ZFIN ID: ZDB-PUB-200108-2
Aryl Hydrocarbon Receptor Modulation by Tuberculosis Drugs Impairs Host Defense and Treatment Outcomes
Puyskens, A., Stinn, A., van der Vaart, M., Kreuchwig, A., Protze, J., Pei, G., Klemm, M., Guhlich-Bornhof, U., Hurwitz, R., Krishnamoorthy, G., Schaaf, M., Krause, G., Meijer, A.H., Kaufmann, S.H.E., Moura-Alves, P.
Date: 2019
Source: Cell Host & Microbe   27(2): 238-248.e7 (Journal)
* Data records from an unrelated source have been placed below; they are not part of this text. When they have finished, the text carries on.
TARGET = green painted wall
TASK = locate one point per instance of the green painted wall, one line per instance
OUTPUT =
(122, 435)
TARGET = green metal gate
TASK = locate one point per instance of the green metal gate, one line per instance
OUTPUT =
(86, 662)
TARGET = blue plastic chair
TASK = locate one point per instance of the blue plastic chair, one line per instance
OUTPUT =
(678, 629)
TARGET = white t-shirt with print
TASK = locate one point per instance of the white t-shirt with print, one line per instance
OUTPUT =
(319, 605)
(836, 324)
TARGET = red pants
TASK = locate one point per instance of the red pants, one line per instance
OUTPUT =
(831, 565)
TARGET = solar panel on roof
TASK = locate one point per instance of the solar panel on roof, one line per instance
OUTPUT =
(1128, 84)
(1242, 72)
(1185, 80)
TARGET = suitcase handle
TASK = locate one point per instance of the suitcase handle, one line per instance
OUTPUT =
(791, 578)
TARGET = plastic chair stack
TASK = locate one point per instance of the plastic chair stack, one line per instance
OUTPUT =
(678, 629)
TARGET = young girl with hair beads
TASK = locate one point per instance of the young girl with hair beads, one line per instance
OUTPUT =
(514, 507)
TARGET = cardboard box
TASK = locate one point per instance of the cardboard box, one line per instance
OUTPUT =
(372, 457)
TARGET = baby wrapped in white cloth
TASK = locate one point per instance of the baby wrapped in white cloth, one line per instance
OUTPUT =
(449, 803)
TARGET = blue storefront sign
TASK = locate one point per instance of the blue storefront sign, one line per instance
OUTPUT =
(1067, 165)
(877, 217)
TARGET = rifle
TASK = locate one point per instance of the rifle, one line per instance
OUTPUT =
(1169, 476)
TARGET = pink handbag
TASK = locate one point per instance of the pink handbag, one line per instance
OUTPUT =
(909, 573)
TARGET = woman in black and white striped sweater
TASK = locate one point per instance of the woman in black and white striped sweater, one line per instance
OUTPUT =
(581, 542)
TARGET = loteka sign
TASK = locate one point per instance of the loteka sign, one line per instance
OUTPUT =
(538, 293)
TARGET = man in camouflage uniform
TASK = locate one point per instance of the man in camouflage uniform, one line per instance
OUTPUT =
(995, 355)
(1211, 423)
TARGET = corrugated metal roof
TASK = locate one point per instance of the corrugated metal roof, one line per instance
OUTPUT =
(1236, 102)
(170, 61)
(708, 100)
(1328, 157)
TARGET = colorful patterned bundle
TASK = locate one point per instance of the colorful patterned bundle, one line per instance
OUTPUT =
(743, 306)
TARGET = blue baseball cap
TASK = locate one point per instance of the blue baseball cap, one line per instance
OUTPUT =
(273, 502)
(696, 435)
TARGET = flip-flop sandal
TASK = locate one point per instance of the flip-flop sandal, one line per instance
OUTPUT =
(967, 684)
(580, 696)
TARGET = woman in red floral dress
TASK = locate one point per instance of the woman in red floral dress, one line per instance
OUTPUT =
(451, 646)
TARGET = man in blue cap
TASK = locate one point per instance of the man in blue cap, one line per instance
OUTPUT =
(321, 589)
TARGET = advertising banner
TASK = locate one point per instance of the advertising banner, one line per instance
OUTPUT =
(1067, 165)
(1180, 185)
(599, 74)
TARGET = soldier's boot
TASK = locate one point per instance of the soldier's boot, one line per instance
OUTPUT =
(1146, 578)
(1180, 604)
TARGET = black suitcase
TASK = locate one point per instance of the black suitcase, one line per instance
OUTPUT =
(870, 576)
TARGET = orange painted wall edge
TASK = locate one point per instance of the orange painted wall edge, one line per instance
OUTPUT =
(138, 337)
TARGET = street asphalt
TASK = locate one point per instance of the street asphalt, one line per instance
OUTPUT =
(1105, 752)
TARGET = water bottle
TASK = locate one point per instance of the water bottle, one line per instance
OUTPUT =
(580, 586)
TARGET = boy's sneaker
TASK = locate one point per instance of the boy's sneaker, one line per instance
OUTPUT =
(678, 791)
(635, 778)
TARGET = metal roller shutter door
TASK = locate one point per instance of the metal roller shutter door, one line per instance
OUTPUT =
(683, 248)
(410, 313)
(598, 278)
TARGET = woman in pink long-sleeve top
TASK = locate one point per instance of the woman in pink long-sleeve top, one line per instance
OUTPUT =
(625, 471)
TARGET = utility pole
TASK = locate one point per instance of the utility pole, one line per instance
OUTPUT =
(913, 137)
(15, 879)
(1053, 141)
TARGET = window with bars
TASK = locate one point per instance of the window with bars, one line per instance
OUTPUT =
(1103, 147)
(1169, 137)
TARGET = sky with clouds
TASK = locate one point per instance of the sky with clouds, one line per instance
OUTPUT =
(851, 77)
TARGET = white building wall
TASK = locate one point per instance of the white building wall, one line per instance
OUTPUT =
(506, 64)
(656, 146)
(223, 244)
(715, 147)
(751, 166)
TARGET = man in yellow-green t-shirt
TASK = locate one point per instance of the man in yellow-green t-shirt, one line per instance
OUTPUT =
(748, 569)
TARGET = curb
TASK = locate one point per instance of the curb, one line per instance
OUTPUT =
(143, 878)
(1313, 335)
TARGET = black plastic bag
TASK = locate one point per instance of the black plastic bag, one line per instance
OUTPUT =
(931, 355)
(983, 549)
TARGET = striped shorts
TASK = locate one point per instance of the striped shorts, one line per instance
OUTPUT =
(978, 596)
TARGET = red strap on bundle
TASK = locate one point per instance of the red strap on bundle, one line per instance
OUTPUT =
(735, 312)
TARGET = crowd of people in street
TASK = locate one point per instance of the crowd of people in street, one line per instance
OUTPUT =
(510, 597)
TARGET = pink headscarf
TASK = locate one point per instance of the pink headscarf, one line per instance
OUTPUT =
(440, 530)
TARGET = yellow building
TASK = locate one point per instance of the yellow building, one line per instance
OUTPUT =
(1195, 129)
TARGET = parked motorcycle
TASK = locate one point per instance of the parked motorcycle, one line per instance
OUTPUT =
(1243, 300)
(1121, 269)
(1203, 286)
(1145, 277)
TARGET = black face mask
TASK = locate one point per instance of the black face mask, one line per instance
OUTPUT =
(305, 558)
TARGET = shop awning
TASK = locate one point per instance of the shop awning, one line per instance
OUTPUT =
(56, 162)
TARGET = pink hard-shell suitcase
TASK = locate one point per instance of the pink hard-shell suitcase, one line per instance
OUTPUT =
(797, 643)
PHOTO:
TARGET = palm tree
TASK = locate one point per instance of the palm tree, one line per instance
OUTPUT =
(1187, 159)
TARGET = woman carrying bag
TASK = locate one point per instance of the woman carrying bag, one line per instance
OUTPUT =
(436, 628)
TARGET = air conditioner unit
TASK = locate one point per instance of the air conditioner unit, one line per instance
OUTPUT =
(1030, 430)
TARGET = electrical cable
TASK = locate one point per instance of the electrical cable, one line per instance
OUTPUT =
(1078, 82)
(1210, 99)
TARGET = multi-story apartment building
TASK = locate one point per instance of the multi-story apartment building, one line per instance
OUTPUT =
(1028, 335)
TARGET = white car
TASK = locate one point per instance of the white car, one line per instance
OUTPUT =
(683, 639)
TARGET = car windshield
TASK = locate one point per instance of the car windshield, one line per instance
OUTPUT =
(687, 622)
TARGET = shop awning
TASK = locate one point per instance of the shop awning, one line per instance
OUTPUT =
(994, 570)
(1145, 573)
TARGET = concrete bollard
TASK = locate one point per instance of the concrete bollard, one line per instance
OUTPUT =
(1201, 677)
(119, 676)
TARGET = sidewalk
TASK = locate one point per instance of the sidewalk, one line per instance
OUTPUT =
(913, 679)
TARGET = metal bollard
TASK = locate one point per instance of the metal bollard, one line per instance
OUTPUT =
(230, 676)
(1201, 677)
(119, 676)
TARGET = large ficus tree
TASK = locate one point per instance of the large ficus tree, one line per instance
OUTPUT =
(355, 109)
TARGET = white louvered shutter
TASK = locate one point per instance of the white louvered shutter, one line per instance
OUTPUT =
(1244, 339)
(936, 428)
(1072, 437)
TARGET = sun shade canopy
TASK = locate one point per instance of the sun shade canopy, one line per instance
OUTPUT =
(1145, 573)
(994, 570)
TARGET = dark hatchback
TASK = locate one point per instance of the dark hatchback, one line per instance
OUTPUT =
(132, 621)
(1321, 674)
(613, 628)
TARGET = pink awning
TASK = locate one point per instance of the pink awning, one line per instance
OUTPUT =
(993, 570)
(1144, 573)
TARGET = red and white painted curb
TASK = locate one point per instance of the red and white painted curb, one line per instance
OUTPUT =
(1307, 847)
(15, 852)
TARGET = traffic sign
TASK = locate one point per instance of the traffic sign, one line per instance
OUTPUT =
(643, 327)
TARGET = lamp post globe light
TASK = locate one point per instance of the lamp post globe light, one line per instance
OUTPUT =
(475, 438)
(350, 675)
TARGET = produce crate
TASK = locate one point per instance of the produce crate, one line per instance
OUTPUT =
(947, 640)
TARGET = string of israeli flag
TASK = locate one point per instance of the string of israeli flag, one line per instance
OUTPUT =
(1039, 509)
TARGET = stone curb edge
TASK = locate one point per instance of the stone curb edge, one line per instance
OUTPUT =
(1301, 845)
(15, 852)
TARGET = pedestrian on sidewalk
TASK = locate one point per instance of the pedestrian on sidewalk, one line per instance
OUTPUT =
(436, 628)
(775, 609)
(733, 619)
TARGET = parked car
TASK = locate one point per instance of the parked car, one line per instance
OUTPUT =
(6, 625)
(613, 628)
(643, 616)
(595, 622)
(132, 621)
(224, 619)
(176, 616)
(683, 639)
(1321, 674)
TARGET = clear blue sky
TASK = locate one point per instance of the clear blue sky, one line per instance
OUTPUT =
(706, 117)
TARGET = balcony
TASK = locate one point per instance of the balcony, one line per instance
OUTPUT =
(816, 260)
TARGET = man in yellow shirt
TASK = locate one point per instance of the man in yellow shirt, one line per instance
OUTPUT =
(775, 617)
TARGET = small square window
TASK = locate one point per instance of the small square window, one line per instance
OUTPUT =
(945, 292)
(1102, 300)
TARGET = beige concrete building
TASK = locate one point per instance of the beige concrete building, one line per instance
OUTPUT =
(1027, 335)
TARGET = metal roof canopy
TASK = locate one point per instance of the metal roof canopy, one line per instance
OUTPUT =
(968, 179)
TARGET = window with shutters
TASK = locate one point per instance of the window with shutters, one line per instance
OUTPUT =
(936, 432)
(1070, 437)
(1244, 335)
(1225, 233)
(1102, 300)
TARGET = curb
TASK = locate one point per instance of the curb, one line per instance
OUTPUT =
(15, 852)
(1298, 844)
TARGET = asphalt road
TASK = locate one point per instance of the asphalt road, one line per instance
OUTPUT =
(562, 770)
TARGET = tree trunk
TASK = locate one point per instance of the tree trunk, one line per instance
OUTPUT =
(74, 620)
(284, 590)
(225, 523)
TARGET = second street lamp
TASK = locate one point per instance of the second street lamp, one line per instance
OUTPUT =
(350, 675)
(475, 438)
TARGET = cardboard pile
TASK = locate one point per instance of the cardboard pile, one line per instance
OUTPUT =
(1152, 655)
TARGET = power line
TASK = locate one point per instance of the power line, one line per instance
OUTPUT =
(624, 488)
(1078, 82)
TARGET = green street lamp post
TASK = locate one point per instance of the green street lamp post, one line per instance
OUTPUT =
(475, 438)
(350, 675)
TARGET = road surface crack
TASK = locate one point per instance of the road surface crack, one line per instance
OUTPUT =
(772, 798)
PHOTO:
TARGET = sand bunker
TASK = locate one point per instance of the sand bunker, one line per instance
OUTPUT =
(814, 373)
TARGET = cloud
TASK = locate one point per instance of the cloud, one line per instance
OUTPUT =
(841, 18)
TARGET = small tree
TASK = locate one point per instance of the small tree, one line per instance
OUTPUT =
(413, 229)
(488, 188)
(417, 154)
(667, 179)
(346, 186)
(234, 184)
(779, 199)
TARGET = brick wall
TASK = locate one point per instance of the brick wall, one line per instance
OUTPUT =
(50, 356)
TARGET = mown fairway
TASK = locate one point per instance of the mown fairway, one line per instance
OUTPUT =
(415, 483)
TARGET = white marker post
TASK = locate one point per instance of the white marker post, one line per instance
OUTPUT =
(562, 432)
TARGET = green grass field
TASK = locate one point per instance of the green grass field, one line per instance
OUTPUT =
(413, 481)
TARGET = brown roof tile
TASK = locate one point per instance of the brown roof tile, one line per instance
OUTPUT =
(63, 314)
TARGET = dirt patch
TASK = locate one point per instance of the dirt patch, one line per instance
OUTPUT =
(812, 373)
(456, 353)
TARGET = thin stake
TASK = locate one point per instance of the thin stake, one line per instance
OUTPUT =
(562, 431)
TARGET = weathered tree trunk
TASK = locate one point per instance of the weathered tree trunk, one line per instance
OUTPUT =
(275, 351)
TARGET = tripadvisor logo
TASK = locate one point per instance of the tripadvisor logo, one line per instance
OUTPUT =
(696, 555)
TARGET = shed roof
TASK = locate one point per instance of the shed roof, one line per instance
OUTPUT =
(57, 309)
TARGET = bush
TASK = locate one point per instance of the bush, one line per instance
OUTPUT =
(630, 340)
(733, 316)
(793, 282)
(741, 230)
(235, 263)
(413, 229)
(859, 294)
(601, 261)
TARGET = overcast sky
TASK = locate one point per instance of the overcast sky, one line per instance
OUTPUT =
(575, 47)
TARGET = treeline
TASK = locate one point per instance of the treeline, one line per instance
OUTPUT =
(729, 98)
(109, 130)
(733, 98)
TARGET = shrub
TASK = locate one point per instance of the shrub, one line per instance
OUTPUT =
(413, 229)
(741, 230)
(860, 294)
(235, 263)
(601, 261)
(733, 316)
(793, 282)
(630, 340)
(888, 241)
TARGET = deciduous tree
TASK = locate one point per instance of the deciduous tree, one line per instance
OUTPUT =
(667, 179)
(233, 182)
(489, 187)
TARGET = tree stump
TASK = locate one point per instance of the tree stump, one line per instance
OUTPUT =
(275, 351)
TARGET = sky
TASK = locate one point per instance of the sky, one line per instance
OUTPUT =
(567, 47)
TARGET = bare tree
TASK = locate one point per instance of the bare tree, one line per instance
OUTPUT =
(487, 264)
Registered Authors: Meijer, Annemarie H., Schaaf, Marcel J. M., van der Vaart, Michiel
Keywords: AhR, M. marinum, TB, TB drugs, drug metabolism, host-directed therapy, phagocytosis, zebrafish
MeSH Terms:
  • Animals
  • Antitubercular Agents/metabolism*
  • Antitubercular Agents/therapeutic use
  • Basic Helix-Loop-Helix Transcription Factors/drug effects
  • Basic Helix-Loop-Helix Transcription Factors/metabolism
  • Humans
  • Immunity, Cellular/drug effects
  • Mycobacterium marinum/drug effects
  • Mycobacterium marinum/pathogenicity
  • Mycobacterium tuberculosis*/drug effects
  • Mycobacterium tuberculosis*/pathogenicity
  • Phagocytosis/drug effects
  • Receptors, Aryl Hydrocarbon/drug effects*
  • Receptors, Aryl Hydrocarbon/metabolism
  • Rifabutin/metabolism
  • Rifabutin/therapeutic use
  • Rifampin/metabolism
  • Rifampin/therapeutic use
  • THP-1 Cells
  • Treatment Outcome
  • Tuberculosis/drug therapy*
  • Tuberculosis/microbiology
  • Zebrafish
PubMed: 31901518 Full text @ Cell Host Microbe
Antimicrobial resistance in tuberculosis (TB) is a public health threat of global dimension, worsened by increasing drug resistance. Host-directed therapy (HDT) is an emerging concept currently explored as an adjunct therapeutic strategy for TB. One potential host target is the ligand-activated transcription factor aryl hydrocarbon receptor (AhR), which binds TB virulence factors and controls antibacterial responses. Here, we demonstrate that in the context of therapy, the AhR binds several TB drugs, including front line drugs rifampicin (RIF) and rifabutin (RFB), resulting in altered host defense and drug metabolism. AhR sensing of TB drugs modulates host defense mechanisms, notably impairs phagocytosis, and increases TB drug metabolism. Targeting AhR in vivo with a small-molecule inhibitor increases RFB-treatment efficacy. Thus, the AhR markedly impacts TB outcome by affecting both host defense and drug metabolism. As a corollary, we propose the AhR as a potential target for HDT in TB in adjunct to canonical chemotherapy.